SaaS May 25, 2026 bearish ⇧ 318 pts across 4 threads

AI costs are hitting founders in the wrong places

Two threads surfaced the same uncomfortable discovery from opposite directions. On r/SaaS, the founder of HawkerSense, a street food scanner with 7K scans and a top-30 App Store ranking, shared that Maps API was eating 92% of his costs while AI was only 8%. He had budgeted mentally for the opposite. Separately, a thread on how to track LLM API costs per feature in production revealed that many founders have no per-feature cost visibility at all, with one founder only discovering a single summarization feature was burning 60% of his OpenAI budget after the invoice arrived.

On HN, Uber's COO surfaced the same signal at scale: he told engineering leaders that higher token usage did not translate proportionally into useful consumer features, coining the term 'tokenmaxxing.' The pattern is consistent across indie founders and large-scale operators. People are spending on AI without instrumentation, and the bill doesn't match the value.
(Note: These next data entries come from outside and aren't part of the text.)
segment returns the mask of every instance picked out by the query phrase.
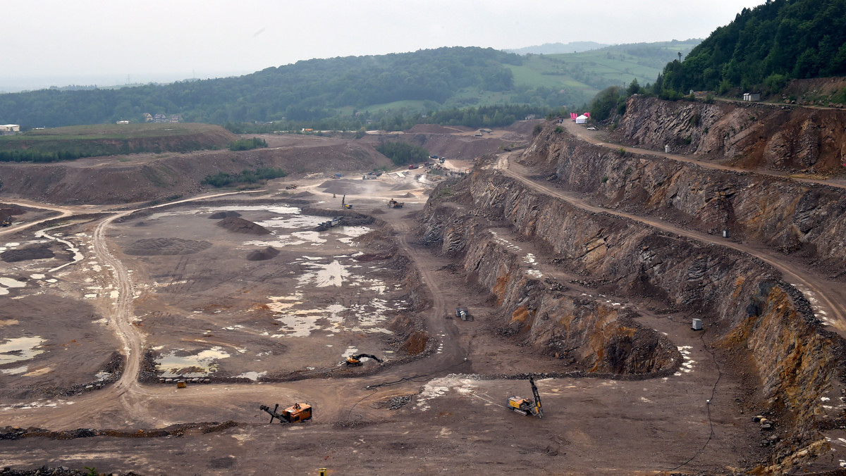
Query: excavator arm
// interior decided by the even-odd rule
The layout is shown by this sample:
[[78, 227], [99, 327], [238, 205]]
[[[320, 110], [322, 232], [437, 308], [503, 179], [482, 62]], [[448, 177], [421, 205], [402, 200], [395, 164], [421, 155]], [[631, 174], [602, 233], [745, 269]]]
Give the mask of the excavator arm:
[[541, 393], [537, 391], [537, 386], [535, 386], [535, 378], [529, 377], [529, 384], [531, 385], [531, 394], [535, 397], [535, 414], [538, 418], [543, 417], [543, 406], [541, 405]]
[[361, 365], [361, 359], [364, 358], [372, 358], [376, 362], [382, 362], [382, 360], [375, 355], [371, 355], [369, 353], [356, 353], [355, 355], [350, 355], [347, 358], [347, 365]]

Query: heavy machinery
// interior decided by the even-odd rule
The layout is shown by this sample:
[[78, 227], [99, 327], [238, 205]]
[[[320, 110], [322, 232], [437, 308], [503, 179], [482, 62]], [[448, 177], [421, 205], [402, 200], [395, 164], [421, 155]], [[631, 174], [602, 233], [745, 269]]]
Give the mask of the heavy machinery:
[[506, 407], [509, 410], [514, 410], [518, 413], [522, 413], [526, 416], [534, 416], [537, 418], [543, 418], [543, 407], [541, 405], [541, 394], [537, 391], [537, 386], [535, 386], [535, 378], [529, 377], [529, 384], [531, 386], [531, 393], [535, 397], [535, 400], [532, 401], [529, 398], [521, 398], [519, 397], [512, 397], [508, 398], [508, 402]]
[[332, 220], [327, 220], [326, 222], [321, 222], [318, 225], [320, 227], [326, 227], [327, 228], [331, 228], [332, 227], [337, 227], [337, 226], [340, 225], [341, 222], [343, 222], [343, 216], [336, 216], [336, 217], [332, 218]]
[[270, 413], [270, 423], [273, 423], [273, 419], [279, 419], [279, 423], [282, 424], [311, 419], [311, 405], [308, 403], [294, 403], [283, 410], [282, 413], [277, 413], [277, 410], [279, 409], [278, 403], [272, 410], [266, 405], [261, 405], [259, 409]]
[[371, 355], [369, 353], [356, 353], [355, 355], [350, 355], [347, 358], [347, 365], [349, 367], [358, 367], [361, 365], [361, 359], [364, 358], [372, 358], [376, 362], [382, 362], [382, 359], [375, 355]]

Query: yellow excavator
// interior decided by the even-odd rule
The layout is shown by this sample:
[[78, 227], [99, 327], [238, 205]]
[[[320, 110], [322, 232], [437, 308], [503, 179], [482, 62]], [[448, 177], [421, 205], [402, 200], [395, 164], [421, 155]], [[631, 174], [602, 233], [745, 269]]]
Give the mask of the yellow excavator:
[[361, 359], [364, 358], [372, 358], [376, 362], [382, 362], [382, 359], [375, 355], [371, 355], [369, 353], [356, 353], [355, 355], [350, 355], [347, 358], [347, 365], [349, 367], [358, 367], [361, 365]]
[[529, 377], [529, 385], [531, 386], [531, 393], [535, 397], [535, 400], [532, 401], [530, 398], [521, 398], [519, 397], [512, 397], [508, 398], [508, 402], [506, 407], [509, 410], [514, 410], [518, 413], [524, 414], [525, 416], [533, 416], [537, 418], [543, 418], [543, 407], [541, 405], [541, 394], [537, 391], [537, 386], [535, 386], [535, 378]]

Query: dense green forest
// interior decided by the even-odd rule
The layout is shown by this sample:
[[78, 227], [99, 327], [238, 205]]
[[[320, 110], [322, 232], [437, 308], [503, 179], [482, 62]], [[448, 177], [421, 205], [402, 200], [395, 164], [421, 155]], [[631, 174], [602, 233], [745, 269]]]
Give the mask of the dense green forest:
[[780, 90], [789, 79], [846, 74], [846, 0], [768, 0], [744, 8], [679, 63], [664, 89]]
[[[162, 113], [191, 123], [273, 122], [273, 130], [396, 129], [437, 121], [505, 125], [510, 123], [507, 118], [513, 122], [583, 104], [610, 85], [655, 78], [677, 51], [686, 52], [696, 43], [619, 45], [525, 57], [491, 48], [438, 48], [312, 59], [240, 77], [170, 85], [52, 88], [0, 95], [0, 123], [136, 123], [144, 113]], [[498, 109], [486, 109], [490, 107]]]
[[288, 172], [284, 170], [273, 167], [265, 167], [253, 170], [245, 168], [241, 171], [240, 173], [227, 173], [225, 172], [218, 172], [214, 175], [208, 175], [206, 178], [203, 178], [201, 183], [203, 185], [212, 185], [212, 187], [220, 188], [228, 187], [230, 185], [266, 182], [272, 178], [278, 178], [287, 175]]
The r/SaaS thread on protecting SaaS products from rising AI API costs added another layer: founders are not designing fallback modes for when they need to scale back AI features, which means a cost spike or pricing change from a model provider becomes an existential event rather than a manageable adjustment.


So what?

Founders building AI-native products need per-feature, per-user cost instrumentation before they hit meaningful scale, not after. The HawkerSense example is a useful reminder to audit every API dependency, not just the obvious AI ones. Design your product so core value survives if you have to gut the AI layer.